Rabelli, an automotive engineer, converted a Piaggio Apé to feed from the Sun back in 2014. He was stuck in traffic when the idea of converting auto-rickshaws to draw solar power occurred to him.

Soon, he purchased the vehicle using his savings and two years later, after funds arrived from the Telangana tourism board, Rabelli set off on his overlanding adventure.

“I set off from Bengaluru, took a ship to Iran and that was the start of the big journey,” he told the Deccan Chronicle.

Besides two blown batteries, a flat tyre in Vienna and the theft of his passport in Paris, the journey, according to Rabelli, was “fantastic”.

“I met hundreds of people. The tuk-tuk brought a smile on so many faces and just seeing everyone gathered around the vehicle with their questions was motivation enough. I spent no cash on fuel, stayed at perhaps just five hotels and yeah, made lots of friends.”

Rabelli’s vehicle was converted to accomodate living space and photographs reveal hundreds of the messages on the vehicle’s walls. Travelling through the vastness of Iran and Turkey, Rabelli admits the terrain was challenging.

“There is this incident I remember. I was suffering from a sore throat when one of the villagers in Iran offered me this strange cigarette. I thought it was drugs and tried to politely refuse but the local insisted I smoke it.”

“Turns out, it was a common form of medication for sore throat there — and it was horse dung. My throat was fine after that,” he said.
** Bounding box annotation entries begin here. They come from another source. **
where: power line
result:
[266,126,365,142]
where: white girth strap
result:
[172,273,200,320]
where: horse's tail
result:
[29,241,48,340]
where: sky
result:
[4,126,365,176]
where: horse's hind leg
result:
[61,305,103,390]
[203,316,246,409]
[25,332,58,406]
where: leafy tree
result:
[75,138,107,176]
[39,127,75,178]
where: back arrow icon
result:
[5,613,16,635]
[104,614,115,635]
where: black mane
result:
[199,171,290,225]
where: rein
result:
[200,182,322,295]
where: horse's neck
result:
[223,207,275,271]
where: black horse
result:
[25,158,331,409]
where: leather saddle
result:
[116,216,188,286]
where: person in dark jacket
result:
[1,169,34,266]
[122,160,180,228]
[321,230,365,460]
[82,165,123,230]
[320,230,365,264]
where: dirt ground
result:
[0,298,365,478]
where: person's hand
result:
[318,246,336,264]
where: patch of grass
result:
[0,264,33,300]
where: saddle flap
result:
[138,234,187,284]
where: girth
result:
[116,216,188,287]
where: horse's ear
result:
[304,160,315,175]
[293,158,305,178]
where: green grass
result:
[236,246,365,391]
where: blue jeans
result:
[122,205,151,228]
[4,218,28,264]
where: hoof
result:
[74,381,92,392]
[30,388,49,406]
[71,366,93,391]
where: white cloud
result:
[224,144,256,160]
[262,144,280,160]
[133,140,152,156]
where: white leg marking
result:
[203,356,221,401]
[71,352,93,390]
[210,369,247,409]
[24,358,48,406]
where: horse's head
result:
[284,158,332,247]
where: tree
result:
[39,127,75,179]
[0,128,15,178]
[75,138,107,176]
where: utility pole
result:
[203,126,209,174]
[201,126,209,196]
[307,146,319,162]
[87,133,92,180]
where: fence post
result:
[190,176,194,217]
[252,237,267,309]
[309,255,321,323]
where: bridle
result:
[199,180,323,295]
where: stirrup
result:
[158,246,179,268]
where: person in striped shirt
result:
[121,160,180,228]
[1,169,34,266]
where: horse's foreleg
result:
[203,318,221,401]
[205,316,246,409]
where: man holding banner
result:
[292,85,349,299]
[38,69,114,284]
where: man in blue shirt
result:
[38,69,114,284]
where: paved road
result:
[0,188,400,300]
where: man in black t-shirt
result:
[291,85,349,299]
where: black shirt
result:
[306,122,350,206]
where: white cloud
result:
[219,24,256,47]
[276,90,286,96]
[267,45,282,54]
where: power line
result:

The engineer - through his Mission Tejas - is advocating the use of zero-emission vehicles and is asking the world to cut down on carbon emissions. “I’m quite small to have a message for the entire world, frankly. All I wanted was to show people that it’s possible to travel long distances without fuel - without harming the environment. I hope, through my journey, the young generation start thinking up new ideas and technology that have the potential of saving the planet.”

Rabelli is now set for a big reception in London and is being invited to talk at an event on Tuesday - to promote zero-emissions living.